In fact, Japanese toilets are the friendliest conveniences I have ever encountered. One yesterday opened its lid when I walked in… as if to say “Well, hello!” Some of them flush themselves when you get up to save you the bother. Many politely play background noise in case you make any embarrassing sounds, and if the signs on the control panel (yes, there’s a control panel) are sufficiently legible you can not only get either a jet or spray of warm water over your nether regions, but also a blow dry afterwards.
Other little differences: everyone but everyone waits at the road crossing til the green man appears, even if there are no cars coming. No one jaywalks, not even young lads.
Smoking is allowed indoors, but only in certain places. And the same goes for outdoors. Smoking on the street is not really done; there are allocated smoking areas.
There isn’t any petty crime. People sort of lock their bikes, with a bracket over the back wheel that a child could undo, but that’s all you need, cause no one is going to make a serious effort to nick it. Admittedly they mostly have crap bikes – no one seems to care about the latest model or composite frame or whatever – but still. In tokyo the police have little houses with cute roofs to stand around in.
It’s one of the most technologically advanced societies in the world, yet crap bikes, they dont go big on credit cards you pay by cash mostly, cafes dont have wi-fi, cashpoints only take Japanese cards by and large.

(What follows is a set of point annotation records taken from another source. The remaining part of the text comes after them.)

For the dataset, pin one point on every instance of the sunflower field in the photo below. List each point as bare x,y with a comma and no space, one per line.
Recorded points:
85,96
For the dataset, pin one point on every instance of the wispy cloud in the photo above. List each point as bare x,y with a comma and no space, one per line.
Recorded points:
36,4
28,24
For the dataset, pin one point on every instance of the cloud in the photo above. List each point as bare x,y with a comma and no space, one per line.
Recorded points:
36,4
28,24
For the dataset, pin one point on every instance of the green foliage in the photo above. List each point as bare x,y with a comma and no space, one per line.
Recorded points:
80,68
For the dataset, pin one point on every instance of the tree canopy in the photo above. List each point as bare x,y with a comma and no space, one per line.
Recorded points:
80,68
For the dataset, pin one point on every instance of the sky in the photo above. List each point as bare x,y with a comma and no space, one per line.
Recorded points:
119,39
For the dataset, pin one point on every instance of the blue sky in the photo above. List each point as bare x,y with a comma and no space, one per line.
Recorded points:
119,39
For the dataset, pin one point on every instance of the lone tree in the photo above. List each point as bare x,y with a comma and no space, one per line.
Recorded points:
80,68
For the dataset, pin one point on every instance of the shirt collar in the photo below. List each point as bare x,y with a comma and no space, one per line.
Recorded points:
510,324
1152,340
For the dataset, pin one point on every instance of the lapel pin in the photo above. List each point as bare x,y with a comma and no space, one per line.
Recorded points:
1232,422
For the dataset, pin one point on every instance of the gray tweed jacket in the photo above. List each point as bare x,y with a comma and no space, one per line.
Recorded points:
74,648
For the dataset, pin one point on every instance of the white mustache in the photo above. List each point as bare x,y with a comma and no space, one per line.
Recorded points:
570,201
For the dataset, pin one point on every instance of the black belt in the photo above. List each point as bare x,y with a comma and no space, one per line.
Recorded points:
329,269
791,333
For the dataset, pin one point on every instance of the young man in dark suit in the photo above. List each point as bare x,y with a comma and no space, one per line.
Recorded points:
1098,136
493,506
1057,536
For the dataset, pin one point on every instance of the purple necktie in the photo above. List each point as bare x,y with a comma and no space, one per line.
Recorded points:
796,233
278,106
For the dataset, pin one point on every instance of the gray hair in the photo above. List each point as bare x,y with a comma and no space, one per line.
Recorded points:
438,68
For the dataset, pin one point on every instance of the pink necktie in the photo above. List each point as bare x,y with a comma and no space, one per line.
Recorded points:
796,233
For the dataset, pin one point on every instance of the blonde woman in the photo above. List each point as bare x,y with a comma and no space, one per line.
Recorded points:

Loads of stuff like that. The cars are pretty square too, quite often.
Oh, slippers. There’s a whole thing. This is generally known, I think, but they really take it seriously. You simply dont ever go into a house with your shoes on. Quite a lot of other places too – restaurants, bars etc. You remove your shoes and before you go up a little step you will have put your slippers on. And when you go to the bathroom you take off those slippers and put on the toilet slippers, which will be sitting there waitng for you. Obviously it’s a huge faux pas to forget to take off your toilet slippers. In the place I was staying in tokyo, there was a little balcony. Sure enough, there was a pair of outside slippers there for the purpose. Absolutely no slippers or anything but socks or bare feet though, if you are in a room with tatami matting. A lot to keep in mind, and it can get difficult when you are trying to communicate with someone at the same time. I have slipp(er)ed up a few times, walking out of restaurants with slippers still on, for instance.